Mais ce communiqué, publié en amont du voyage, ne se limite pas à la diplomatie pastorale internationale. Il aborde aussi un sujet brûlant en France : la nomination, par Mgr Guy de Kerimel, archevêque de Toulouse, du Père Dominique Spina au poste de chancelier diocésain. Condamné par la justice civile pour viol, incarcéré puis réintégré dans le ministère presbytéral, le Père Spina occupe cette fonction administrative au cœur de l’évêché.

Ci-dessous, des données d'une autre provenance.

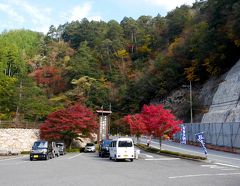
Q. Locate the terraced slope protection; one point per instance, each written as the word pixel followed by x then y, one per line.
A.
pixel 225 106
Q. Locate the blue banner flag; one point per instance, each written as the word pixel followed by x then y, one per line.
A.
pixel 200 139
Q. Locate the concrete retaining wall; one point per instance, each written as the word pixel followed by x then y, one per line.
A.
pixel 17 140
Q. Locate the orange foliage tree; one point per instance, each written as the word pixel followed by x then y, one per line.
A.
pixel 68 124
pixel 154 120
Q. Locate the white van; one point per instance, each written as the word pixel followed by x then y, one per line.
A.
pixel 121 148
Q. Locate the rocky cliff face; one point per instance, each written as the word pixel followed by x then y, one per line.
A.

Face aux réactions indignées de nombreux fidèles et à l’incompréhension suscitée, la présidence de la Conférence a choisi de s’exprimer avec prudence mais fermeté :
« Les évêques indiquent avoir engagé un dialogue constructif avec Mgr Guy de Kerimel, archevêque de Toulouse, l’invitant à reconsidérer la nomination de son chancelier, afin d’éviter toute blessure supplémentaire dans le peuple de Dieu. »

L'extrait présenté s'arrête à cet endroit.